Current performance evaluation programs, such as our Driver Scorecard Management System (similar to a quarterback rating for drivers), will have to be scored instantly, not monthly. Performance managementsystems will start to feel more like games, where drivers strive to gain the most points possible, competing to see who’s the best.
Successful Driver Recruiting in This Population
With regards to driver recruiting and retention, the most successful companies will have to address issues that previously were non-existent or just accepted as part of our industry. The changes I see as needing reform to recruit new drivers include:
The next generation of drivers will want to be paid via direct deposit as soon as he/she has finished his/her delivery. Owner operators will have ability to see whether or not they are making money as they drive down the road with technology using fuel mileage, out of route, truck expenses and a cost integrated with income downloads – they too will want to be paid upon delivery.
Loading and unloading
Technology will be used to get this done in a more efficient and timely manner, working with shippers and trailer manufacturers.
What’s a shipping paper?
Shipping papers should become non-existent. From electronic monitoring, electronic seals, and electronic billing, and built in scales on the trailer and tractor, the driver will have very little experience dealing with freight issues.
1st come 1st serve? Or Appointments within a few hours? No way.
Drivers will expect carriers and shippers to develop technology to improve these issues. I envision a device on the drivers dashboard (and dashboards will not be anything like they are now) letting him/her know not only when they will be arriving (technology will route around delays), their expected time to back into /drop trailer at the unloading facility.
What’s a forklift driver?
Dealing with forklift drivers and their issues will become less and less common with technology for loading and unloading as well as robotics and drones capabilities are improved and implemented.

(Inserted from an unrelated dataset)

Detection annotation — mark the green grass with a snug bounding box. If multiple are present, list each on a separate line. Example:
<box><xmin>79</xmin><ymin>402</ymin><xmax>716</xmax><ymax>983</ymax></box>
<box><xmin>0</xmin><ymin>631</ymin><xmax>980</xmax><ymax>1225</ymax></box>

More information will provided with more graphics and visual displays of data. Car manufacturers have already discovered that newer generations love this technology, and trucks will not be any different.
Can You Keep Up?
Don’t think these changes will happen that quickly or be that important in driver recruiting? 12 years ago we had “you’ve got mail”. We never even knew what a “G” was 5 to 6 years ago, and now we’re up to 4Gs and counting. Change keeps happening quicker and quicker, and those who take the time to anticipate and be the leaders will reap the benefits, and those that don’t… maybe you’d be interested in buying some stock in Blockbuster Video?